After the ruling upholding the 1864 ban, some state and national Republican candidates — including several GOP state lawmakers, along with U.S. Senate candidate Kari Lake and former President Donald Trump — softened their stances on abortion with the prospect of the issue galvanizing Democrats this fall. 

Democrats, along with GOP state Rep. Matt Gress of Phoenix, attempted on April 10 to bring for a vote a Democratic bill that would repeal the 1864 law, but Republicans shut down the effort by voting to adjourn before a vote could be taken on the proposal. 

During an interview with conservative talk show host James T. Harris on April 11, Toma promised that Republicans were working on an alternative to the Abortion Access Act. 

And on April 15, the rest of his chamber’s party members got a look at the options. 

“We’re just digesting it now right, and we’re letting it sink in and we’re considering our options as a caucus,” Rep. David Cook, R-Globe, told the Arizona Mirror several hours after being briefed on the possible ballot measures. “I’m not sure many people know where they stand because we just were briefed within the past few hours, and I don’t think we’ve had time as a caucus to get together. I’m looking forward to when we can meet face-to-face and discuss all possibilities.” 

Cook said that he believes neither the 1864 ban nor the 15-week ban passed in 2022 align with what he thinks should be the law, and he also believes the citizen initiative is written too broadly. 

His major issue with both the 1864 law and the 15-week ban is the lack exceptions for victims of rape and incest. 

“Those people are victims of crimes, of heinous sexual crimes, and you really don’t like talking about it or thinking about it,” Cook said. 

He said he believes that a 15-week ban with exceptions for victims of rape and incest and to save the life of the mother is what the majority of Arizonans would be comfortable with.

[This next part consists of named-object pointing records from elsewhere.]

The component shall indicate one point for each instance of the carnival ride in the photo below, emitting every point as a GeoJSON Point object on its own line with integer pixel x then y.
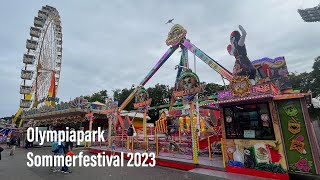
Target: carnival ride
{"type": "Point", "coordinates": [207, 133]}
{"type": "Point", "coordinates": [42, 62]}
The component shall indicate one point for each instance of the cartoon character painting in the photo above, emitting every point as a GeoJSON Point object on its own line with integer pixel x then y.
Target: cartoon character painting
{"type": "Point", "coordinates": [237, 48]}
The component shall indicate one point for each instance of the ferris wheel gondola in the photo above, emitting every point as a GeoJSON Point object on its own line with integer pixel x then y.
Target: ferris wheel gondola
{"type": "Point", "coordinates": [42, 62]}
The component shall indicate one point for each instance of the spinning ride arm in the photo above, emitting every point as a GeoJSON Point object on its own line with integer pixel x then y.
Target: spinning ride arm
{"type": "Point", "coordinates": [205, 58]}
{"type": "Point", "coordinates": [163, 59]}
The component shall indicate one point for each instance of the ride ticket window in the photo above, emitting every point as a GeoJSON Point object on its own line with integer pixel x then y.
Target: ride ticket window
{"type": "Point", "coordinates": [251, 121]}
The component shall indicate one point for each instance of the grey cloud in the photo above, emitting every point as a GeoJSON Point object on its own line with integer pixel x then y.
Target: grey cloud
{"type": "Point", "coordinates": [114, 44]}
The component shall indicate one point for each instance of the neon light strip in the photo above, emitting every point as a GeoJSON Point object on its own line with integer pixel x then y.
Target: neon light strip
{"type": "Point", "coordinates": [163, 59]}
{"type": "Point", "coordinates": [289, 96]}
{"type": "Point", "coordinates": [205, 58]}
{"type": "Point", "coordinates": [245, 98]}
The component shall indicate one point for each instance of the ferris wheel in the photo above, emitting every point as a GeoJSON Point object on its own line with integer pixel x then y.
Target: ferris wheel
{"type": "Point", "coordinates": [42, 61]}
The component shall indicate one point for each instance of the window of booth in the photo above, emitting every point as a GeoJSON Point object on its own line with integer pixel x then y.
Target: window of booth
{"type": "Point", "coordinates": [250, 121]}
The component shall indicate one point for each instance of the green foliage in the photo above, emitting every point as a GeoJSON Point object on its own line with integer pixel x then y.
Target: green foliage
{"type": "Point", "coordinates": [307, 81]}
{"type": "Point", "coordinates": [121, 95]}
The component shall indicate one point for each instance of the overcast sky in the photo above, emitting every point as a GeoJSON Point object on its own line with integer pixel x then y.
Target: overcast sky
{"type": "Point", "coordinates": [114, 44]}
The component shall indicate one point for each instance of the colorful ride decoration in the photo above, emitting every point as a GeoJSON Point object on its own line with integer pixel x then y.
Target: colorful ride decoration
{"type": "Point", "coordinates": [274, 70]}
{"type": "Point", "coordinates": [142, 104]}
{"type": "Point", "coordinates": [240, 86]}
{"type": "Point", "coordinates": [297, 142]}
{"type": "Point", "coordinates": [176, 34]}
{"type": "Point", "coordinates": [188, 86]}
{"type": "Point", "coordinates": [142, 99]}
{"type": "Point", "coordinates": [161, 124]}
{"type": "Point", "coordinates": [77, 103]}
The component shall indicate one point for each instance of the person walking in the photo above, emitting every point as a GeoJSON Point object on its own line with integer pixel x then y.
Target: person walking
{"type": "Point", "coordinates": [8, 141]}
{"type": "Point", "coordinates": [55, 150]}
{"type": "Point", "coordinates": [13, 144]}
{"type": "Point", "coordinates": [1, 149]}
{"type": "Point", "coordinates": [68, 145]}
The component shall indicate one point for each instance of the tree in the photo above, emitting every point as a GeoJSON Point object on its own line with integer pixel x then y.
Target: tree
{"type": "Point", "coordinates": [121, 95]}
{"type": "Point", "coordinates": [300, 81]}
{"type": "Point", "coordinates": [315, 77]}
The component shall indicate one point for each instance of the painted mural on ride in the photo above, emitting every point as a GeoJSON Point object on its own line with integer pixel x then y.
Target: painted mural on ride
{"type": "Point", "coordinates": [252, 136]}
{"type": "Point", "coordinates": [297, 143]}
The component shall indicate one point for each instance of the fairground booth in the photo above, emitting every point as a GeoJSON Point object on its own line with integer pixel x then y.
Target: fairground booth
{"type": "Point", "coordinates": [266, 127]}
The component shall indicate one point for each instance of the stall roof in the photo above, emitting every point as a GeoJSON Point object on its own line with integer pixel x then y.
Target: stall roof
{"type": "Point", "coordinates": [133, 114]}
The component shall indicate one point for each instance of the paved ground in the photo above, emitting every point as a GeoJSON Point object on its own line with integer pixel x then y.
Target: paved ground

“I’m not saying that I like it, but I just listen to the people and the voters and where everybody would be and then I try to represent them,” Cook said. 

But it seems unlikely that the members of the far-right Arizona Freedom Caucus would vote in favor of a 14-week ban or any bill that “complements” the voter-led initiative. 

Rep. Jake Hoffman, a Queen Creek Republican and the leader of the Freedom Caucus, released a statement on April 12 saying that he has always believed and will continue to believe that life begins at conception. He added that he doesn’t think that any action from Republicans, even if politically advantageous, would be worth putting those values to the side. 

“So at the end of the day, the calculation cannot be to compromise a deeply held core conviction that life is sacred in an attempt to pacify the insatiable thirst for death by Democrats,” Hoffman wrote. 

In response to the leaked presentation, Arizona for Abortion Access released a statement calling its ballot initiative the only reasonable option. 

“Today, anti-abortion politicians’ plans were leaked showing their dishonest attempt to refer multiple competing abortion bans to the November ballot,” the campaign wrote. “This shows yet again why Arizonans can’t leave our most basic and personal rights in the hands of politicians.” 

The campaign went on to accuse Republicans of “creating chaos, lying to voters and robbing us of our fundamental right to make decisions about our own lives.”

Cathi Herrod, the president of the anti-abortion advocacy group the Center for Arizona Policy, declined to comment on the proposals that House Republicans are considering.